Bu “aynı aynı” mevzusunu yazmayı unuttum şimdiye kadar. 1-1,5 ay kadardır aynı olan şeylere merak sardı. Birbirine benzer veya eş olan herşeye hemen aynı diyor. Özellikle dikkat ediyor.

Bana giymem için turuncu terlikler getirdi. Giy diyor. Dayısını aradı telefonla.. ona “del” dedi. Hümayla umayı da çağırıyor. Onları seviyor. Geldiklerinde güzel oynar sanırım.

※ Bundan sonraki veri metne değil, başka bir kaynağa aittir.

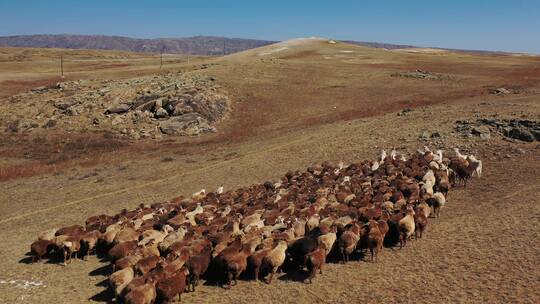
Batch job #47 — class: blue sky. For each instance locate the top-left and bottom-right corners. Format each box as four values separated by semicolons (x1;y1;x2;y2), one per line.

Oynadı hakkaten çocuklarla.. saklambaç, ve daha bir çok oyun. Özellikle umayla ilerde de çok iyi anlaşacak gibi... hümayla umay amuda kalkmayı biliyorlar. Bizimki de özendi. Yardımımla amuda kalktı birkaç kere... tabi kollarıyla güç almayı akıl edemiyor. Kafasının üzerinde... Boynunu kollamak zorunda kaldım. Bayram gezmesi boyunca sürekli problem yarattı. Hep mızır mızır... uykusu da geldi. Ama en çok yüzüne bakılıp yarasının sorulmasından rahatsız oldu ki her evde de başına geldi. İnsanlar bakmasın ve bahsetmesin istiyor. Kızıyor. Bol bol çikolata ve şeker yedi. İlla ki pembe veya turuncu şekerleri seçti. Bu renkleri bulamayınca huysuzluk bile ettiği oldu. Hiçbir eve girmek istemedi. Hep kucakta (benim) hep pohpohlama... eziyet oldu. Gece de huysuzluk devam.. allahtan o kadar çok uykusu vardı ki, bursaya giderken hemen uyudu.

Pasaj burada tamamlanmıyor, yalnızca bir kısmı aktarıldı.